DirectQuery Fallback¶
When a query exceeds guardrail limits, Direct Lake transparently falls back to DirectQuery mode. This ensures the report continues to function, but performance degrades because queries are now translated to SQL and executed against the SQL endpoint.
flowchart TB
subgraph Query["📊 DAX Query"]
Q["User opens report"]
end
subgraph Check["🔍 Guardrail Check"]
GC{{"Rows < Limit?<br/>Columns < Limit?<br/>Size < Limit?"}}
end
subgraph DL["⚡ Direct Lake Path"]
VP["VertiPaq<br/>(sub-second)"]
end
subgraph DQF["🔗 DirectQuery Fallback"]
SQL["SQL Endpoint<br/>(seconds to minutes)"]
end
Query --> Check
GC -->|"✅ Within limits"| DL
GC -->|"❌ Exceeds limits"| DQF
style DL fill:#27AE60,stroke:#1E8449,color:#fff
style DQF fill:#E74C3C,stroke:#C0392B,color:#fff
style Check fill:#F39C12,stroke:#D68910,color:#fff DirectLakeBehavior Property¶
The DirectLakeBehavior property controls how the semantic model handles guardrail violations:
| Value | Behavior |
|---|---|
Automatic (default) | Falls back to DirectQuery when guardrails are exceeded; transparent to users |
DirectLakeOnly | Never falls back; returns an error if guardrails are exceeded |
DirectQueryOnly | Bypasses Direct Lake entirely; always uses DirectQuery (debugging only) |
Setting DirectLakeBehavior via XMLA:
{
"createOrReplace": {
"object": {
"database": "sm_casino_analytics"
},
"database": {
"model": {
"directLakeBehavior": "DirectLakeOnly"
}
}
}
}
Setting via Tabular Editor:
💡 Tip: Set
DirectLakeBehaviortoDirectLakeOnlyin development and testing to immediately surface any guardrail violations. Switch toAutomaticin production so reports degrade gracefully rather than failing outright.

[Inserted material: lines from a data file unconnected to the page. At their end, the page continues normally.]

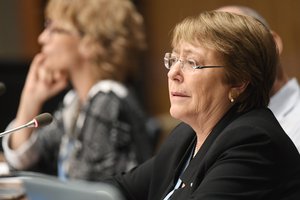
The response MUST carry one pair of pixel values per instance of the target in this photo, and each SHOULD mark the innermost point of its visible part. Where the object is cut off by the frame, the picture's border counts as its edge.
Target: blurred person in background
(100, 128)
(285, 94)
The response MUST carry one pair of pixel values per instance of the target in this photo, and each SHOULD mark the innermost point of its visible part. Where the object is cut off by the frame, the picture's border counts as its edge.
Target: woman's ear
(89, 49)
(278, 41)
(236, 90)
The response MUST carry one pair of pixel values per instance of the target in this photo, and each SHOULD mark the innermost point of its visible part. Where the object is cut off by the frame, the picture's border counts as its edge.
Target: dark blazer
(246, 156)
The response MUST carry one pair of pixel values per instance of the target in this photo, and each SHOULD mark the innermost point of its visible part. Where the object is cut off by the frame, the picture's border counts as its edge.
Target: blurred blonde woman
(100, 129)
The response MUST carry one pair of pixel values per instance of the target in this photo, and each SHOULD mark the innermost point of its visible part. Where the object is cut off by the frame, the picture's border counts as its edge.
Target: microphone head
(2, 88)
(42, 120)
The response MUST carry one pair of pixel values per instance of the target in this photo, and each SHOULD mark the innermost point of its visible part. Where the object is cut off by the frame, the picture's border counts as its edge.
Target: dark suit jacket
(246, 156)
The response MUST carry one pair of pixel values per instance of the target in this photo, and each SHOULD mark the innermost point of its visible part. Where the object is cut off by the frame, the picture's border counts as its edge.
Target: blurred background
(22, 21)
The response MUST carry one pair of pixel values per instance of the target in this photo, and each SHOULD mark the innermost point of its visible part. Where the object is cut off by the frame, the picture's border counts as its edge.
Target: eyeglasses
(186, 65)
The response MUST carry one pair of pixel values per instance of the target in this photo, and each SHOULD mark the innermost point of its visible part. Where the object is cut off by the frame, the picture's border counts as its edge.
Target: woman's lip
(178, 94)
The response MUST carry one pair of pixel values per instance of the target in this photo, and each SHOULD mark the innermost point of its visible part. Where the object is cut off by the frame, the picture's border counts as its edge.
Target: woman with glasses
(100, 129)
(229, 144)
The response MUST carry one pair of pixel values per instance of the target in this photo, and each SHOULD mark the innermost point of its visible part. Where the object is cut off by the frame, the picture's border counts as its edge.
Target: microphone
(2, 88)
(39, 121)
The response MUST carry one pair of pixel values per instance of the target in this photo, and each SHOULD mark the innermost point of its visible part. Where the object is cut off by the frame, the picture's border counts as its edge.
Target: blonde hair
(246, 46)
(114, 28)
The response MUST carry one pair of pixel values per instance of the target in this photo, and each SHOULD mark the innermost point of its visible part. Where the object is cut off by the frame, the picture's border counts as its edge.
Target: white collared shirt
(285, 105)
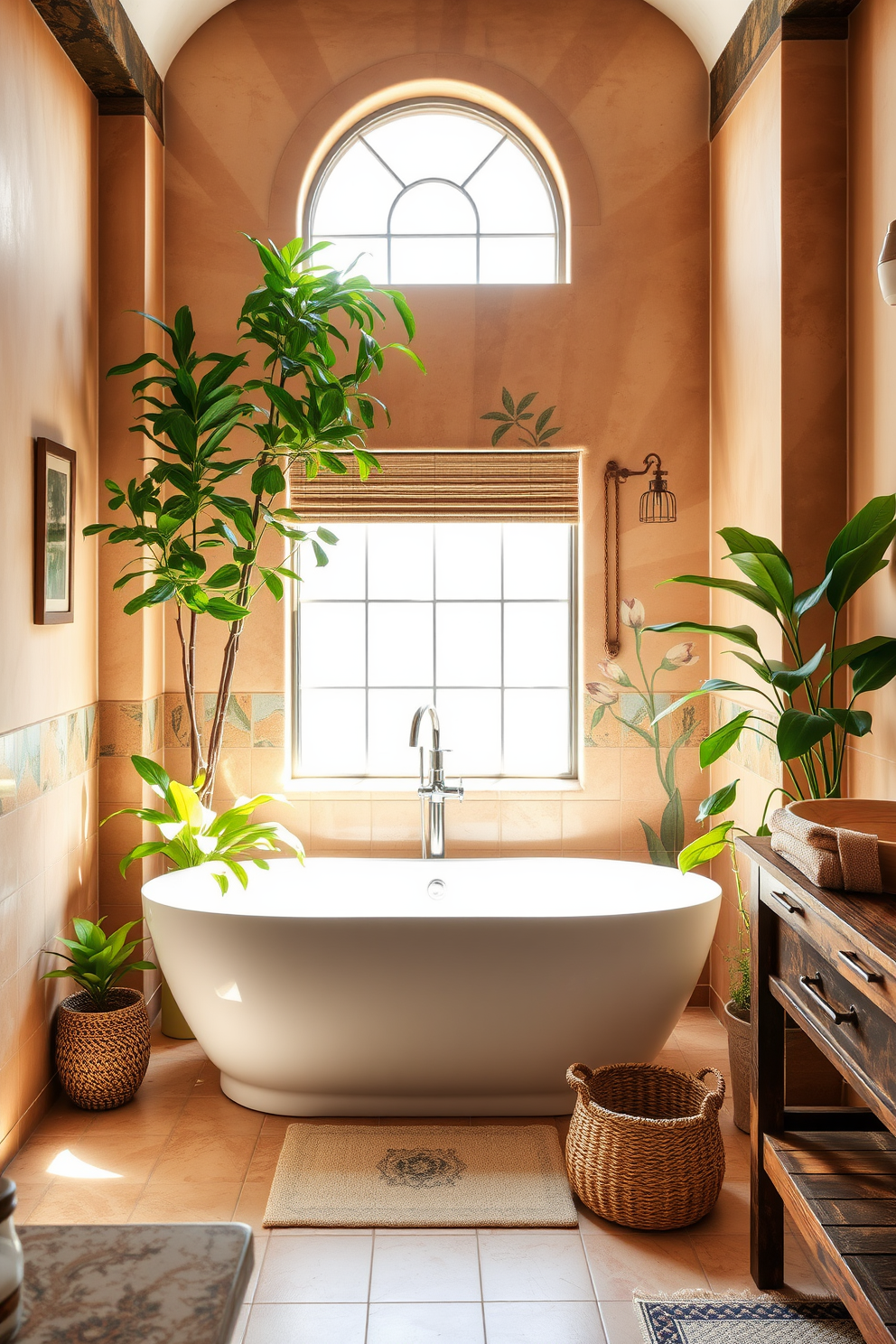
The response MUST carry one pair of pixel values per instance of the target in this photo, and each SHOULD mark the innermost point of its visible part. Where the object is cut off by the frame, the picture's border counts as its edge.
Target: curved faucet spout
(415, 724)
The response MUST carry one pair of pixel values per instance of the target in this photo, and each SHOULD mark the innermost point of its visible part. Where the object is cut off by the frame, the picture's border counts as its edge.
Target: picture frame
(54, 532)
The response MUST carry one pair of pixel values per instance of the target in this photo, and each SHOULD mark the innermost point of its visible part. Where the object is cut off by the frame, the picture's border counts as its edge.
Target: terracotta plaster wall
(778, 386)
(49, 387)
(622, 98)
(872, 467)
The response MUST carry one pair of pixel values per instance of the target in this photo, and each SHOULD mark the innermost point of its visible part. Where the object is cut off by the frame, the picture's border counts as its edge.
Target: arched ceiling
(164, 26)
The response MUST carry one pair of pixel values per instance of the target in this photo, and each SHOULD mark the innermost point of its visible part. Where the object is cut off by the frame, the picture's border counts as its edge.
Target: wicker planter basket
(102, 1057)
(644, 1147)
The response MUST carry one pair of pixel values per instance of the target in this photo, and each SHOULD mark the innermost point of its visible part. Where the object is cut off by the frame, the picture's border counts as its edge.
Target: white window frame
(469, 109)
(499, 782)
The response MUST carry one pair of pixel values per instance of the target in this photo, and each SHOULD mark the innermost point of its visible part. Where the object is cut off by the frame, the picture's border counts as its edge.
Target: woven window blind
(448, 485)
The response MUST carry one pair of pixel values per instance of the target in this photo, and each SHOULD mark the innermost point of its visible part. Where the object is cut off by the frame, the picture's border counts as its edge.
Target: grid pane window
(476, 617)
(438, 192)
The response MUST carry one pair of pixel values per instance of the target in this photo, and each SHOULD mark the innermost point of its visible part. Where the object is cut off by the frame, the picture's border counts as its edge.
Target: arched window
(438, 192)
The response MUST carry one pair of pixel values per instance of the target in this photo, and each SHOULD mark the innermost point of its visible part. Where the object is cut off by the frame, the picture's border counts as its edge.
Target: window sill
(408, 785)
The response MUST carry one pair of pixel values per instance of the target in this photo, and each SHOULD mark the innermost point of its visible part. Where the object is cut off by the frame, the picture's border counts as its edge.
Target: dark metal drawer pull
(782, 901)
(809, 984)
(852, 961)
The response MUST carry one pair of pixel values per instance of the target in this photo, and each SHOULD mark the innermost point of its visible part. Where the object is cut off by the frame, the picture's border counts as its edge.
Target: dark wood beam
(101, 42)
(763, 26)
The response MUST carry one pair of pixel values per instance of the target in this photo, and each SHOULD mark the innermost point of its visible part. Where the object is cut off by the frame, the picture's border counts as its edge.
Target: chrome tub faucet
(433, 788)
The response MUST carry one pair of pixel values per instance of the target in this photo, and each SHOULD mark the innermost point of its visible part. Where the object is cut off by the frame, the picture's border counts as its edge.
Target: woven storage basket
(102, 1057)
(644, 1147)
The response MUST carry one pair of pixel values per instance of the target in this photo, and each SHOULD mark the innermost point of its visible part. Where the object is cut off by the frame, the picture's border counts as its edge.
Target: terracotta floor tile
(623, 1262)
(527, 1266)
(306, 1322)
(725, 1262)
(251, 1204)
(204, 1153)
(184, 1202)
(88, 1202)
(731, 1215)
(543, 1322)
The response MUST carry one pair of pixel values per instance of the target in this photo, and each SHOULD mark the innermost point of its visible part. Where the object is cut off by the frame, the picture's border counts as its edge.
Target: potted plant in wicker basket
(102, 1031)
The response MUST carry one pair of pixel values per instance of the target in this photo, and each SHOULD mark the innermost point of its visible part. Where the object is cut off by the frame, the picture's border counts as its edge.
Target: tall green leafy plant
(810, 696)
(195, 535)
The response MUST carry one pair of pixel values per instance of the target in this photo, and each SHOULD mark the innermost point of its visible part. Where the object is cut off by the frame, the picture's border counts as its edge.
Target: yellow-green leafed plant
(98, 963)
(195, 835)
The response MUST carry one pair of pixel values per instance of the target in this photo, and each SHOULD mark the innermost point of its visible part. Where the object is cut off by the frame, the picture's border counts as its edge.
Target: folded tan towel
(830, 856)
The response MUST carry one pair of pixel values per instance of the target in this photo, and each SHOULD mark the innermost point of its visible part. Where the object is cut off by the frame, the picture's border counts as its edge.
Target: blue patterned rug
(744, 1320)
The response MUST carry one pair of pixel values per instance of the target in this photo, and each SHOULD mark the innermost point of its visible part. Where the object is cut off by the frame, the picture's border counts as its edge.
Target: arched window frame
(465, 107)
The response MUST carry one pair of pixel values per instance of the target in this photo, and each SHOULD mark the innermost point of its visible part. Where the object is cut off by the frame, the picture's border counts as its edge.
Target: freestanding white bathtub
(411, 986)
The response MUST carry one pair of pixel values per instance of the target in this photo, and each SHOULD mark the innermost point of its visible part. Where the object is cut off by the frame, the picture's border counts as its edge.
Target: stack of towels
(830, 856)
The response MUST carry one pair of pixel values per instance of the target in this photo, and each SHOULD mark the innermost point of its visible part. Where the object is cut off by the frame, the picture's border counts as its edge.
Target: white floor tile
(316, 1269)
(425, 1322)
(532, 1266)
(425, 1269)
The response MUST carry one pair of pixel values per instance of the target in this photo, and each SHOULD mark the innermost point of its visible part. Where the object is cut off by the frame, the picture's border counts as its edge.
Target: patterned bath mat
(744, 1320)
(421, 1176)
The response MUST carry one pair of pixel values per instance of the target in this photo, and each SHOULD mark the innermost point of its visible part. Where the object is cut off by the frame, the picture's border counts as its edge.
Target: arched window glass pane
(438, 192)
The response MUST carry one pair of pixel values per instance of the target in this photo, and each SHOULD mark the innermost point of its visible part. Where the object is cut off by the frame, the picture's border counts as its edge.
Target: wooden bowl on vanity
(874, 816)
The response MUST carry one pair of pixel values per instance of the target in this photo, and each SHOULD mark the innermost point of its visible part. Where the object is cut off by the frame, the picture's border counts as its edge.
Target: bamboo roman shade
(448, 485)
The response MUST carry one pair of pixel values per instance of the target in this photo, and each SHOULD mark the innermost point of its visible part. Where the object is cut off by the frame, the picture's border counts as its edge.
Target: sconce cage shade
(658, 504)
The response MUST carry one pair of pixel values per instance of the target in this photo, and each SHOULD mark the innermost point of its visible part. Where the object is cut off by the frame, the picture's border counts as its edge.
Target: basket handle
(712, 1099)
(579, 1077)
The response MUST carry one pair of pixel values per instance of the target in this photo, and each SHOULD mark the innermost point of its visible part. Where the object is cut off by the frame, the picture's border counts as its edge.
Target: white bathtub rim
(195, 889)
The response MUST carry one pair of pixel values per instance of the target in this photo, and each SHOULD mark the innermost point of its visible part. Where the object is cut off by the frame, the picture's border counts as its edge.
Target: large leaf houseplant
(196, 522)
(809, 702)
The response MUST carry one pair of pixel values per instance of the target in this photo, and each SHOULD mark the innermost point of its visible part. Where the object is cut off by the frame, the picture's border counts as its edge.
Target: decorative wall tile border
(254, 719)
(44, 756)
(751, 751)
(610, 733)
(131, 727)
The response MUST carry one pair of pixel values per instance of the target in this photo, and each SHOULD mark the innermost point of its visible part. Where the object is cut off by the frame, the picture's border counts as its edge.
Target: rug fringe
(708, 1296)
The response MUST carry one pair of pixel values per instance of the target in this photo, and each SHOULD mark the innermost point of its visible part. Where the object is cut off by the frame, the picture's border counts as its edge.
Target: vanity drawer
(859, 1031)
(841, 949)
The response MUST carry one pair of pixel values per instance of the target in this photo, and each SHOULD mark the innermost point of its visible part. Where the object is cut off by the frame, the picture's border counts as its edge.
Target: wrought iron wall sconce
(658, 506)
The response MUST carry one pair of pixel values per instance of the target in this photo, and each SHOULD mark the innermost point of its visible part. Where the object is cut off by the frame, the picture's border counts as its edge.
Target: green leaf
(854, 722)
(854, 569)
(705, 848)
(658, 853)
(871, 519)
(672, 826)
(714, 746)
(852, 653)
(226, 577)
(739, 633)
(810, 597)
(717, 801)
(798, 733)
(741, 542)
(747, 590)
(151, 771)
(771, 574)
(874, 669)
(790, 680)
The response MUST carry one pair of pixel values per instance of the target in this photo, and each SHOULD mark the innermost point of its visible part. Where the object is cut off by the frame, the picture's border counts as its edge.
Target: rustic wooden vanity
(827, 960)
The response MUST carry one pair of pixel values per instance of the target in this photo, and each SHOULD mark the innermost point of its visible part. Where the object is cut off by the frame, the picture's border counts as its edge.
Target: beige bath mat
(421, 1176)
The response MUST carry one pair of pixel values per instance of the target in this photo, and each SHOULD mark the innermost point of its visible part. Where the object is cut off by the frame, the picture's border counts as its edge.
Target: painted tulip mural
(636, 703)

Monitoring Fallback Events¶
Track fallback occurrences to identify tables that need optimization:
// In DAX Studio, query the DMV for fallback events
SELECT
[TABLE_NAME],
[FALLBACK_REASON],
[FALLBACK_TIMESTAMP]
FROM $SYSTEM.DISCOVER_STORAGE_TABLE_COLUMN_SEGMENTS
WHERE [FALLBACK_REASON] IS NOT NULL
Common Fallback Reasons and Remediation:
| Fallback Reason | Cause | Remediation |
|---|---|---|
| RowCount exceeded | Table has more rows than SKU allows | Aggregate in Gold; partition by date; upgrade SKU |
| ColumnCount exceeded | Too many columns in one table | Remove unused columns; split into fact + dimension |
| TableSize exceeded | Parquet file size exceeds limit | Run OPTIMIZE to compact; remove historical partitions |
| Calculated column | Model contains calculated columns | Replace with notebook-computed columns in Gold |
| Calculated table | Model contains calculated tables | Materialize the table in the Lakehouse instead |
🔄 Refresh & Sync¶
Automatic Sync on Delta Commit¶
Direct Lake automatically detects changes to the underlying Delta tables. When a notebook, pipeline, or dataflow writes new data to the Lakehouse, the next query will trigger a re-frame that picks up the new Parquet files.
sequenceDiagram
participant NB as 📓 Notebook
participant LH as 💾 Lakehouse
participant DL as ⚡ Direct Lake
participant PBI as 📊 Power BI
NB->>LH: Write new data (Delta commit)
LH->>LH: Update _delta_log/
PBI->>DL: User opens report
DL->>LH: Read transaction log
DL->>DL: Detect new version → Re-frame
DL->>LH: Load new column segments
DL->>PBI: Return fresh results 📝 Note: Auto-sync is triggered by the next query after a Delta commit. There is no continuous polling. If no one queries the report, re-framing does not occur until a query arrives. This is by design to conserve capacity resources.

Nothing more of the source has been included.